The cloud also poses challenges to small to medium enterprises (SMEs). Without help, SMEs will find customer service at the larger cloud providers lacking because they are geared toward serving very large Web businesses. The IT director for a 500 employee company will find it difficult to raise someone on the phone at the cloud provider to troubleshoot problems.
Speed is also an issue, and those who expect to continually pull data straight from the cloud will not see local-like performance. And for those organizations such as law firms that need to ensure that deleted data is completely irrevocable, the cloud’s redundant architecture makes this kind of secure deletion tricky.
Nasuni deals with all of these issues for SMEs. We handle the relationship with the cloud provider, our patent-pending intelligent caching technology provides the local-like performance users will expect, and we have developed a reliable and secure way to irrevocably delete files from the cloud.
VSM: As you mentioned, dealing with a large cloud storage providers like Amazon or Microsoft can be tricky for a mid-sized enterprise. How does Nasuni help manage that relationship for its customers?

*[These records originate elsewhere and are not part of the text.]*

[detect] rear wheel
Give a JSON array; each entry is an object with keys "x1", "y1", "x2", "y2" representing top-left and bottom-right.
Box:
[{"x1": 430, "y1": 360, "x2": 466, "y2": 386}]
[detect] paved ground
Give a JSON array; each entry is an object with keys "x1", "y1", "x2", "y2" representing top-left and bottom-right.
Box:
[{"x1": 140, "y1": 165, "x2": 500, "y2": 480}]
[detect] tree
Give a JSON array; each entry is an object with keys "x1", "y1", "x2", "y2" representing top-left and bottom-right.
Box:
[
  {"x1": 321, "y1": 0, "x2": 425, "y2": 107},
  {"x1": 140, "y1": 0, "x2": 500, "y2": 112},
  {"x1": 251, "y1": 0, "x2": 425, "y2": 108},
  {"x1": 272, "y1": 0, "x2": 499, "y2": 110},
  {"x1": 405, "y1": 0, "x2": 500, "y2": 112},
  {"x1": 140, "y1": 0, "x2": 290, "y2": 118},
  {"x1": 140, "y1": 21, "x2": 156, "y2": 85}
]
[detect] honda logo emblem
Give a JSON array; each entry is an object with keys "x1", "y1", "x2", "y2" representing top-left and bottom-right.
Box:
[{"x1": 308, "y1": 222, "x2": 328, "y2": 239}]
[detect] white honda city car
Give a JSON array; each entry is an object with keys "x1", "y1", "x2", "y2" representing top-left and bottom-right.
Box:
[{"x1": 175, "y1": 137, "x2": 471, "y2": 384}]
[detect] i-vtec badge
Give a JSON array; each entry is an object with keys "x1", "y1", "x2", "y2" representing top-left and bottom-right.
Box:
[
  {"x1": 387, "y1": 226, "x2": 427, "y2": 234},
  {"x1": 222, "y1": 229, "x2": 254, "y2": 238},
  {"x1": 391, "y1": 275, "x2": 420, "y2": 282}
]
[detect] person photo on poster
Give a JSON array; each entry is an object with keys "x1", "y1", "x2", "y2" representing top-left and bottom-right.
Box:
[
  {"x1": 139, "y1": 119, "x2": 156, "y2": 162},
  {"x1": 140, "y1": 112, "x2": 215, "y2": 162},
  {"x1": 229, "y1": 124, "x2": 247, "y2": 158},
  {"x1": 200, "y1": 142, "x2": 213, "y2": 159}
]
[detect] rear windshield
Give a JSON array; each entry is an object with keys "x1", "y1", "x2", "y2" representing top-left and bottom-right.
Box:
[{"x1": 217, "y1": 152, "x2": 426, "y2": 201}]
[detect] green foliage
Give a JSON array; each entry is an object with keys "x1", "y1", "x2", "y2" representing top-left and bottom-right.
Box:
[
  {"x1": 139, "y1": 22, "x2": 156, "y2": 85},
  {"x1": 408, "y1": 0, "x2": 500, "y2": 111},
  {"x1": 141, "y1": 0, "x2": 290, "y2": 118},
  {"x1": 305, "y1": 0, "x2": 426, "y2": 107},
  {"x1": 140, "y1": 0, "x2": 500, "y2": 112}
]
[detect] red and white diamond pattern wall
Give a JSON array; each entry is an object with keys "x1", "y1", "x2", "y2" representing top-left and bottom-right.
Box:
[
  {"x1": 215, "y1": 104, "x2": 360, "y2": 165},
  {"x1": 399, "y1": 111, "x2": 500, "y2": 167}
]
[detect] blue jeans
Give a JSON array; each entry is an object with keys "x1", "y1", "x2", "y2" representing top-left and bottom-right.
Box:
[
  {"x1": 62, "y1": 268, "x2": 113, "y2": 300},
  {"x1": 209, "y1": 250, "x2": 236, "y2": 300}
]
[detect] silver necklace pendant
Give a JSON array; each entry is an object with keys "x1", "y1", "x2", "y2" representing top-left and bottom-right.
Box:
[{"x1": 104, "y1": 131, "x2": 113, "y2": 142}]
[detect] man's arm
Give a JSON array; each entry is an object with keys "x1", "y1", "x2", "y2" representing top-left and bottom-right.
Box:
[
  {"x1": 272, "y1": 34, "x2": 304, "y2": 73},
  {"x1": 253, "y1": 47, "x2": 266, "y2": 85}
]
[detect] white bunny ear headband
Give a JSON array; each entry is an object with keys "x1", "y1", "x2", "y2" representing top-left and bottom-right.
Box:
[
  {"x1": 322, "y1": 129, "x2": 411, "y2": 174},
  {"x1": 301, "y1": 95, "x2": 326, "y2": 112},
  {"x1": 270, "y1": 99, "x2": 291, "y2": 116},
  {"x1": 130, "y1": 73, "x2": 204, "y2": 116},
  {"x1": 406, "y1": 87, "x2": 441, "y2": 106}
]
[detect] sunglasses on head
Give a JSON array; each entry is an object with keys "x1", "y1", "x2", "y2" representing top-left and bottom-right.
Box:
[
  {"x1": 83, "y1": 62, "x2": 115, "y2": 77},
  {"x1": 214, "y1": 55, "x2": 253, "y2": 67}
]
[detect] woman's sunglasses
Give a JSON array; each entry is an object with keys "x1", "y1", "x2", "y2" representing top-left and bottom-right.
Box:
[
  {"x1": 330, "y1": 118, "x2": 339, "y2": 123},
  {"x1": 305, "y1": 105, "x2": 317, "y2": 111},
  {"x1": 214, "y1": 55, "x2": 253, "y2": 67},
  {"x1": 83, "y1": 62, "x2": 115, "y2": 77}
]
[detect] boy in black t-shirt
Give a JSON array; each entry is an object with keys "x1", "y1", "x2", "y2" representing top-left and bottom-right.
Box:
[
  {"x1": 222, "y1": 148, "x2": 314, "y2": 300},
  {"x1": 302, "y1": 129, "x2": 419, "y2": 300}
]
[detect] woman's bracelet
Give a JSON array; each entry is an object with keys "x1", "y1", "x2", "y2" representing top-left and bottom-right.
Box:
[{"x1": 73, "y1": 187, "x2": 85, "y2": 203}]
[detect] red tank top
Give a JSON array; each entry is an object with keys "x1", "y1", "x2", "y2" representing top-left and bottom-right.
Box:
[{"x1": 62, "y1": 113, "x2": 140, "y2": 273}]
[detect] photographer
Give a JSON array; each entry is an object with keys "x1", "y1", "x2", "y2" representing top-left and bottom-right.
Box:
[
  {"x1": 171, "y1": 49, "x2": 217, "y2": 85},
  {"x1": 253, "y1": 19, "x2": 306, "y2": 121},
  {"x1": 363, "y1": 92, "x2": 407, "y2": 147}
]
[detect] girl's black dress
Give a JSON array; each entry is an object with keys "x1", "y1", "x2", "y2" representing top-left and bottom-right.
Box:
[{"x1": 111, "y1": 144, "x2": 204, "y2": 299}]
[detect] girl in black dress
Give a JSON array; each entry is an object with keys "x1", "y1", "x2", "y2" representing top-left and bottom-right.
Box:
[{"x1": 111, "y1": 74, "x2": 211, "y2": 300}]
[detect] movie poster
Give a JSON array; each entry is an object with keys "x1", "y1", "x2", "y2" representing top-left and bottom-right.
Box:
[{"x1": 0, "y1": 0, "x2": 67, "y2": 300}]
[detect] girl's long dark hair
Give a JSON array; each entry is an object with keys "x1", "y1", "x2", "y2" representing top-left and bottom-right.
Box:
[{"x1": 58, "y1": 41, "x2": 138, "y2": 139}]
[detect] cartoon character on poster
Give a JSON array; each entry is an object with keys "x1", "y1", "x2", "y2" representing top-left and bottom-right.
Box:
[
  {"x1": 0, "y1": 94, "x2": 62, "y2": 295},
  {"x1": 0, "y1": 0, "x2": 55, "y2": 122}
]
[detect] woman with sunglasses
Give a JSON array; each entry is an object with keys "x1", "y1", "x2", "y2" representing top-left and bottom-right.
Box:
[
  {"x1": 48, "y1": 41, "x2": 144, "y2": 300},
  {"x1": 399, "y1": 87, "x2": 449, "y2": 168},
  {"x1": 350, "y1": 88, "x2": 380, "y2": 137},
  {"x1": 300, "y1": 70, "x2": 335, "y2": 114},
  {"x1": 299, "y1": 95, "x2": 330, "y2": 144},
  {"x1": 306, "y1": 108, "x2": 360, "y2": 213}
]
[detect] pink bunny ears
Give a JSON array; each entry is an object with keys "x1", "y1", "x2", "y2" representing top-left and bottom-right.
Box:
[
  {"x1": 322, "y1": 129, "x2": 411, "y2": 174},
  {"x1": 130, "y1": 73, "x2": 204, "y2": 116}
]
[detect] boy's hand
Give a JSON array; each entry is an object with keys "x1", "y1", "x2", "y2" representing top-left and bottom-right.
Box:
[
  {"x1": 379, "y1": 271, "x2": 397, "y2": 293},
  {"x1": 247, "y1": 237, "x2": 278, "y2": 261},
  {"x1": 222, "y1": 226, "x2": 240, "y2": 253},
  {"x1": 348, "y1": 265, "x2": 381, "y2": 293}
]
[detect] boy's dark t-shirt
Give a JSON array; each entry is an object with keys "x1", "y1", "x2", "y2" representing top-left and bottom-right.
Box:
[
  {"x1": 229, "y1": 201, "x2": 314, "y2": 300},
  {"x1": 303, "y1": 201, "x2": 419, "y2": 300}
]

AR: For mid-sized enterprises that work directly with large cloud service providers for file-server storage, customer service is sorely lacking. Because Amazon and others cater to large Web-based businesses like Facebook or Zynga, IT directors at mid-sized enterprises are largely on their own should they run into issues with their data in the cloud. For instance, as I alluded to earlier, one of the biggest advantages of the cloud is that the inherent scalability of its architecture makes backing up data unnecessary. Without the kind of fail-safes that a company like Nasuni provides, IT either has to forego this advantage or live with the possibility that files may be accidentally deleted by employees. A large cloud provider will not be much help to a mid-sized enterprise who needs to recover accidentally deleted data.
Nasuni provides a safe, accessible way of storing and protecting local data in the cloud, and it manages all aspects of the relationship with the cloud provider, giving the customer a single point of contact, a single invoice, and a simple start-up experience. The key to this is the Nasuni Filer, which is a NAS-like virtual software appliance that links the local area network securely through the Internet to a cloud provider or providers of the customer’s choice.
VSM: How does a (cloud gateway) provider like Nasuni help alleviate customer fears about storing data in the cloud with all of this consolidation, especially in the wake of recent, high-profile cloud outages?
AR: Nasuni delivers services that enhance the customer’s cloud experience, shielding the customer from any disruption on the back-end.